«Abstract. Eight sites participated in the second DARPA off-line intrusion detection evaluation in 1999. A test bed generated live background traffic ...»
Eight research groups participated in the evaluation using a variety of approaches to intrusion detection. Papers by these groups describing high-performing systems are provided in [7,8,15,20,21,24,25,26]. One requirement for participation in the evaluation was the submission of a detailed system description that was used for scoring and analysis. System descriptions described the types of attacks the system was designed to detect, data sources used, features extracted, and whether optional attack identification information was provided as an output.

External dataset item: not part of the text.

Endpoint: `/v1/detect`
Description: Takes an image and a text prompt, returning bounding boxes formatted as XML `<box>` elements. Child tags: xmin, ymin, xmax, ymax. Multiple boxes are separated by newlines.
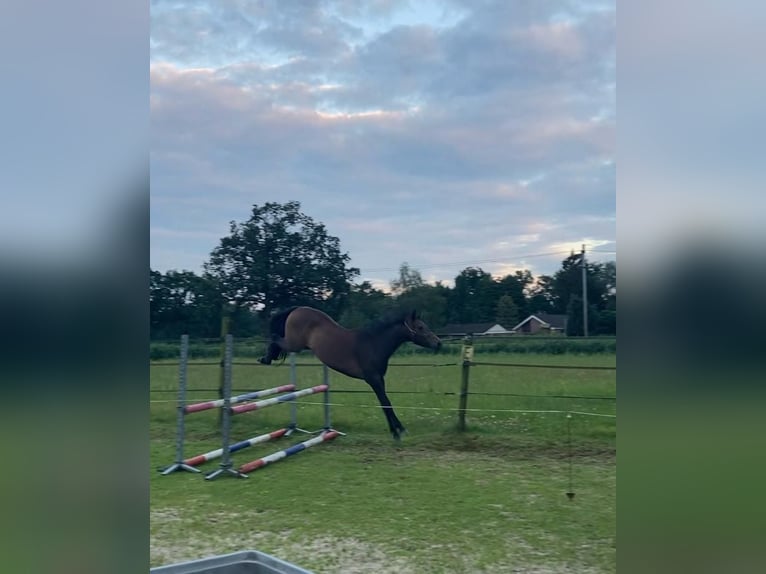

Most systems used network sniffer data to detect Probe and DoS attacks against all systems [8,15,21,25] or BSM Solaris host audit data to detect Solaris R2L and U2R attacks [7,15,25]. Two systems produced a combined output from both network sniffer data and host audit data [15,25]. A few systems used network sniffer data to detect R2L and U2R attacks against the UNIX victims [15,25]. One system used NT audit data to detect U2R and R2L attacks against the Windows NT victim  and two systems used BSM audit data to detect Data attacks against the Solaris victim [15,25]. A final system used information from a nightly file system scan to detect R2L, U2R, and Data attacks against the Solaris victim . The software program that performs this scan was the only custom auditing tool used in the evaluation.
Three weeks of training data, composed of two weeks of background traffic with no attacks and one week of background traffic with a few attacks, were provided to participants from mid May to mid July 1999 to support system tuning and training.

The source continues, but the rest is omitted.